Het onderzoek laat zien dat de meerderheid van de geïnterviewde partijen voor een vorm van secundaire slothandel is. Het is niet verwonderlijk dat luchtvaartmaatschappijen voorkeur hebben voor een systeem van bilaterale onderhandeling, waarbij geen ruimte is voor transparantie. Een dergelijk systeem garandeert niet dat vraag en aanbod bij elkaar komen en kan eerlijke concurrentie belemmeren. Om die reden is het noodzakelijk dat toezichthouders scherp zijn op mogelijke beperkingen in de marktwerking. Daarnaast laat het onderzoek zien dat het van belang is dat wordt voldaan aan de juridische voorwaarden die secundaire slothandel mogelijk maken. Hieronder valt onder andere het toestaan van fake swaps door middel van junk slots en het overboeken door de slotcoördinator van de seizoenslimiet. Daar is op dit moment nog onduidelijkheid over. De verwachting is dat hub carrier KLM en luchtvaartmaatschappijen waarvoor Schiphol een belangrijk onderdeel is van het netwerk, zoals easyJet, Transavia en TUI, tot de potentiele kopers behoren. Luchtvaartmaatschappijen waarvoor omliggende (regionale) luchthavens een realistisch alternatief zijn en vrachtmaatschappijen zijn mogelijk verkopende partijen. Vermoedelijk leidt de implementatie van een systeem van secundaire slothandel tot meer slotmobiliteit, maar niet per se tot een efficienter gebruik van luchthavencapaciteit. Daarnaast is de kans dat een dergelijk systeem leidt tot een dominante marktpositie van één of meerdere luchtvaartmaatschappijen niet groot.

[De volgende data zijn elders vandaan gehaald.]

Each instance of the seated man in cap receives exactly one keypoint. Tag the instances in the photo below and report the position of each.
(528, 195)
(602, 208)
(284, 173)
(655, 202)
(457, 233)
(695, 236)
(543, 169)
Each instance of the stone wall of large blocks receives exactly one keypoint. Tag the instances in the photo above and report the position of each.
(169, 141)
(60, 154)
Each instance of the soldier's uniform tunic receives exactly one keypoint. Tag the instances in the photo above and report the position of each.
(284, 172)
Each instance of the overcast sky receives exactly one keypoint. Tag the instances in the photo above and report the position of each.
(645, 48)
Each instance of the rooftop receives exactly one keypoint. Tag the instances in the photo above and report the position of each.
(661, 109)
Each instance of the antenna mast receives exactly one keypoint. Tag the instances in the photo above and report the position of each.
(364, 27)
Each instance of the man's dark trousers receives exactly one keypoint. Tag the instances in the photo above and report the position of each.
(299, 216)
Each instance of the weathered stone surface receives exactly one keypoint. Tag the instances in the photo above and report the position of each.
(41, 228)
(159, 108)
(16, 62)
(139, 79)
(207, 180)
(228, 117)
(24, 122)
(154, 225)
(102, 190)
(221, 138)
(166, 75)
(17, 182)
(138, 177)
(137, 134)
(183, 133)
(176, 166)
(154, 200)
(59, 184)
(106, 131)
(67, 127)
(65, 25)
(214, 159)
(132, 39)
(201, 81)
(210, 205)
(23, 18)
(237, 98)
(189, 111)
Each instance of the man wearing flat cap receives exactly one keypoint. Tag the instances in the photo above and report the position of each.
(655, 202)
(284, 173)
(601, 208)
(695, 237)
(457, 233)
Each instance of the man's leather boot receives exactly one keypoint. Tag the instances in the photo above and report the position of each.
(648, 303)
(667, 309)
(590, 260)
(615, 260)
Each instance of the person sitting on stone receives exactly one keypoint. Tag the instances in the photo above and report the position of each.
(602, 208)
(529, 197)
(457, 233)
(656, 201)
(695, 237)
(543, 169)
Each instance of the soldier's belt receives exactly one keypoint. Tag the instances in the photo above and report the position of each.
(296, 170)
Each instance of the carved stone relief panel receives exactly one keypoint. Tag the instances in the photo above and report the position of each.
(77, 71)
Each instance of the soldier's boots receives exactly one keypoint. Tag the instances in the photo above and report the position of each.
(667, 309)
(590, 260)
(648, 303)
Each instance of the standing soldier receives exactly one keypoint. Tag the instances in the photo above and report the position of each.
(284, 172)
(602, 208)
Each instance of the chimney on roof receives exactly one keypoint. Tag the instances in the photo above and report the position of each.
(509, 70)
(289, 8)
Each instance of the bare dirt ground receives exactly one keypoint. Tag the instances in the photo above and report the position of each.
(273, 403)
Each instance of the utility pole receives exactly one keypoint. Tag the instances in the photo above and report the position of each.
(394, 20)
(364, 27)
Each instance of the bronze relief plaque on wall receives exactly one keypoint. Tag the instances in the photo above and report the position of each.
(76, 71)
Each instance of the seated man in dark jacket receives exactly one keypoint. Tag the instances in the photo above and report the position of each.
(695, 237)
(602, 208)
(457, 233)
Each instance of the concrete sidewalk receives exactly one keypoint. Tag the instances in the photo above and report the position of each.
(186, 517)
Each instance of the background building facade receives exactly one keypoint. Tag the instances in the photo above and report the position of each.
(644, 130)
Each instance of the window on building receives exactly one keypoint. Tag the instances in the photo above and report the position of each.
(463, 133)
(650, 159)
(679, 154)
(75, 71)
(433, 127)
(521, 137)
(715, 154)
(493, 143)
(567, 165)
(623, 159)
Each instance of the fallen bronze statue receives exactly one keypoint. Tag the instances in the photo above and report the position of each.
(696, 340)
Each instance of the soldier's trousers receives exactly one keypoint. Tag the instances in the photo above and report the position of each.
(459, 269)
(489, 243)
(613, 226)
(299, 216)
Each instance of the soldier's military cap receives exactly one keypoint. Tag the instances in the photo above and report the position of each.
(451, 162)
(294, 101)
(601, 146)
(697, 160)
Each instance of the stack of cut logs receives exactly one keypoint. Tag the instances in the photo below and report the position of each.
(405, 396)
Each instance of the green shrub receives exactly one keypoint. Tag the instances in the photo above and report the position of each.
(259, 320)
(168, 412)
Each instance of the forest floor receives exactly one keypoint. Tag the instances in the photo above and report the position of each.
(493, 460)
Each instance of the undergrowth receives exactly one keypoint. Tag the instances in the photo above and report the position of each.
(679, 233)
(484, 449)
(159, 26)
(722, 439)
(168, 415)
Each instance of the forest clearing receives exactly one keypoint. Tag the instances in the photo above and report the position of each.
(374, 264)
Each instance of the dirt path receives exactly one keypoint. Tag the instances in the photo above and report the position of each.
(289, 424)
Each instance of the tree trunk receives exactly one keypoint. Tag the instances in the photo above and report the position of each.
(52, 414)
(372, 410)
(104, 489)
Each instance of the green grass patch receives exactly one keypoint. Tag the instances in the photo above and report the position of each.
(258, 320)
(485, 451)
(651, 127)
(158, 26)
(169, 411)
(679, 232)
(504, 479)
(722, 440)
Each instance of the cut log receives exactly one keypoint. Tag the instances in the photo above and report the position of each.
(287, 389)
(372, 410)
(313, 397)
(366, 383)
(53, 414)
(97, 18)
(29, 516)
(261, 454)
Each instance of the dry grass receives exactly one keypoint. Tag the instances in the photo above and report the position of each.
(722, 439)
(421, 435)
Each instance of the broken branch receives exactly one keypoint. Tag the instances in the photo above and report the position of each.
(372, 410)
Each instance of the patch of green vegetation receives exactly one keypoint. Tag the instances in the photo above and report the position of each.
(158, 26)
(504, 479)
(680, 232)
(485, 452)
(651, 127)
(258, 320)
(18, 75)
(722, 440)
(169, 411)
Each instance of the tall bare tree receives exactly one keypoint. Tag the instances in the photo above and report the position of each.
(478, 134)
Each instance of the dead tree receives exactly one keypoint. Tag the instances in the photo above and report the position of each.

Aanleiding voor het onderzoek is de toenemende schaarste op Schiphol, waardoor de vraag is gerezen of het secundair verhandelen van slots tussen luchtvaartmaatschappijen kan bijdragen aan een optimaal gebruik van de capaciteit.

Bovenstaande conclusies volgen uit een combinatie van desk research, waarbij is gekeken naar de schaarse ervaringen in het buitenland, data-analyse van de huidige capaciteitsbenutting en diepte-interviews met een groot aantal sectorpartijen.